Robert Marks, Contributing Writer
The New York Yankees are all but mathematically eliminated from 2014 playoff contention. They fell short of making the playoffs last year as well, making it the first time since 1994 that the Yankees have missed the playoffs in consecutive seasons.
The 2014 season started out as promising as any for the Yankees. They had done a seemingly terrific job acquiring all-star free agents Jacoby Ellsbury, Brian McCann, Carlos Beltran and Japanese phenom, Masahiro Tanaka. Together, these four players would cost the Yankees over $75 million in 2014 to go along with a payroll totaling over $200 million, which is second highest among major league teams. But since the Yankees are one of the most profitable franchises in all of professional sports, paying for their stars is no burden on the franchise.
Let’s get into the problems the Yankees have hit in this grueling and seemingly endless 162-game baseball season. First and foremost, the Yankees failed to re-sign superstar second baseman, Robinson Cano. Cano had consistently put up all-star numbers for the Yankees throughout his career and continued to do that for the Seattle Mariners in 2014. General Manager Brian Cashman understood the loss at the time but told the public that his free agent signings would make up for Cano’s absence. The problem is, they did not. Beltran has been in and out of the starting lineup all season. Tanaka has missed more than two months with an elbow injury, and Ellsbury is limping to the finish line after a statistically nightmarish season. McCann has been a bright spot as of late, but had a miserable start to the year.

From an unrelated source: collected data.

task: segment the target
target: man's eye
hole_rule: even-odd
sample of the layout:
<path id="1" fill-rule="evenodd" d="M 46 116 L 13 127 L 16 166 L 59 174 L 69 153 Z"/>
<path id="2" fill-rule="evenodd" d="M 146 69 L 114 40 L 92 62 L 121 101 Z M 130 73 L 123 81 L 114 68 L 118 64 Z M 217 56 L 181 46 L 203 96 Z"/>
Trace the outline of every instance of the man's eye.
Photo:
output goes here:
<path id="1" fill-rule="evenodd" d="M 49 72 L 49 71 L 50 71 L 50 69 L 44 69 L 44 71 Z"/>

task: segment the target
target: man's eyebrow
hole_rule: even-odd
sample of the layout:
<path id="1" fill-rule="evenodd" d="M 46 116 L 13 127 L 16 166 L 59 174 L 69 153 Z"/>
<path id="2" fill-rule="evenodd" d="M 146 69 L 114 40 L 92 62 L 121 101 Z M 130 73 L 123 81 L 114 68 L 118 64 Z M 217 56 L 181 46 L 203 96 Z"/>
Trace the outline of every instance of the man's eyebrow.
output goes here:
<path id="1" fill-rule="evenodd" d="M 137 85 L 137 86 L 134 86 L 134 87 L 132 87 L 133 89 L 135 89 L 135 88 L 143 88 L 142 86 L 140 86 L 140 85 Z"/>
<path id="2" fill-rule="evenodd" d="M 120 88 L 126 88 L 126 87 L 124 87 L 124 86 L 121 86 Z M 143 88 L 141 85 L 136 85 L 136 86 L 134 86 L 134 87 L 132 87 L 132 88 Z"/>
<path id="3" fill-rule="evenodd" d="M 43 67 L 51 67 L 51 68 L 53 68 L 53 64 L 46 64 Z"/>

All year the Yankees have had difficulty scoring runs. Their team pitching has been surprisingly spectacular, which is the only thing that kept them from getting blown out night after night. They have the fewest home runs as a team since 1995 and the fewest team RBIs since 1981.
So what must the Yankees do to salvage next season and beyond? That’s the million-dollar question. First of all, it’s time to get rid of General Manager Brian Cashman. He has reigned over the Yankees offseason acquisitions since 1998 and has taken complete control since the death of long-time owner George Steinbrenner in 2008. Hal Steinbrenner (son of George) should step up and lead the Yankees this offseason. Derek Jeter is retiring at the conclusion of the season, putting an end to the core of Yankees who dominated baseball, winning four championships from 1996 to 2000.
Next on the list of people who should be fired is hitting coach Kevin Long. Long has been doing his job for the Yankees since 2007. He’s widely accepted as one of the best hitting coaches in baseball, however, when a team struggles like the Yankees had in 2014, it’s time to make a change.
Once the Yankees clean house in the managerial and coaching departments, they need some offseason acquisitions and more specifically, they need offense. Dodger’s shortstop Hanley Ramirez will become an unrestricted free agent at the end of the 2014 season. Ramirez would be a great fit for the Yankees even though he’s had injury problems in recent years. Also with Jeter retiring, the Yankees could use a solid hitting shortstop to fill his shoes. Next, Alex Rodriguez is set to return in 2015. Rodriguez is a year removed from playing baseball and five years removed from producing a solid offensive season. With that said, the Yankees need to make a bid at Nelson Cruz. Cruz is a power-hitting left fielder and would do wonders for the Yankees offense.
Sadly the free agent pool is not great this offseason. But the Yankees have their own players who need to be re-signed. Signing late season pick-ups Chase Headley and Brandon McCarthy will be key to making a playoff run next year. Re-signing their closer, David Robertson, and starting pitcher, Hiroki Kuroda, will help the pitching staff out as well.
Money is no issue for the New York Yankees. They must spend money to sign key players and squeeze out a few more wins next season. If they perform to their abilities, the Yankees will once again compete for a World Series title in 2015.